Saturday, November 08, 2008

mobile stillness

it has been fun just reading and not blogging. i ran out of people and stuff to google, if ever that is possible. i was not interested in the US elections despite the news being all over the blogs and the papers. i was more into the stockmarket, the bank of england interest rates and the enviable bonuses at goldman sachs. i'm finishing up my christmas list and it's hard work trying to recall friends who were particularly nice to me the past year, despite arguments in the drug room over the reflective ennui of dean forrester. the character read hunter s. thompson in the first season and was relegated to marrying in haste and carpentry after that. would have i read fear and loathing in LV in high school? maybe if i had a dishy, dependable dean, not a rebellious jess or prank-playing logan to drool over.

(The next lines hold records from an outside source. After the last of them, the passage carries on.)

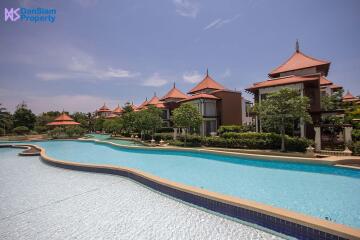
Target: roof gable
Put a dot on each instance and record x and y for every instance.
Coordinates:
(174, 93)
(206, 83)
(298, 61)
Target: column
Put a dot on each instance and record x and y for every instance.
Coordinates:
(175, 133)
(302, 128)
(317, 138)
(347, 135)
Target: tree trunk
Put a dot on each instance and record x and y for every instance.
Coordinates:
(282, 131)
(185, 137)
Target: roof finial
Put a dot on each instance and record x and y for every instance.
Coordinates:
(297, 48)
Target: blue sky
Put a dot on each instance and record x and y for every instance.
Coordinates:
(116, 51)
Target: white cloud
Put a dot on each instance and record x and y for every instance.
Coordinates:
(192, 77)
(218, 23)
(186, 8)
(71, 103)
(83, 67)
(155, 81)
(227, 73)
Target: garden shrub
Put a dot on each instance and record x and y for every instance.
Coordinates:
(234, 128)
(355, 148)
(21, 130)
(165, 136)
(355, 135)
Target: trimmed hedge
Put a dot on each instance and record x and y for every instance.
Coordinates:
(248, 140)
(355, 148)
(234, 128)
(355, 135)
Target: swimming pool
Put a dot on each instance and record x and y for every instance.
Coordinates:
(316, 190)
(107, 138)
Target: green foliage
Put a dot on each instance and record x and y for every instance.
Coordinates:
(163, 136)
(257, 141)
(355, 135)
(281, 109)
(21, 130)
(24, 116)
(75, 131)
(56, 132)
(355, 148)
(234, 128)
(98, 126)
(6, 121)
(187, 116)
(127, 108)
(86, 120)
(113, 126)
(332, 102)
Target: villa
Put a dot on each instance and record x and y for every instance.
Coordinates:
(304, 73)
(217, 105)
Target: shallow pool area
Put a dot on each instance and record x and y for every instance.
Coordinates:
(107, 138)
(325, 192)
(38, 201)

scarred by the catastrophic effects of bad judgments, i'll be in flat confinement in the next few days, barring any phone calls, which seldom happens. i'll try some monica geller's impersonations, i never keep the nooks spic and span. with winter virtually here, the horizon is all dark twenty four seven but the streets are still filled with giddy uzis and incidental shoppers. i'll surf my tita wan's site for a few watercolor treats. she is flying home to bacolod in december in time for christmas reunion and an art exhibit. so if you have the time, check out her etsy page for some charming artworks.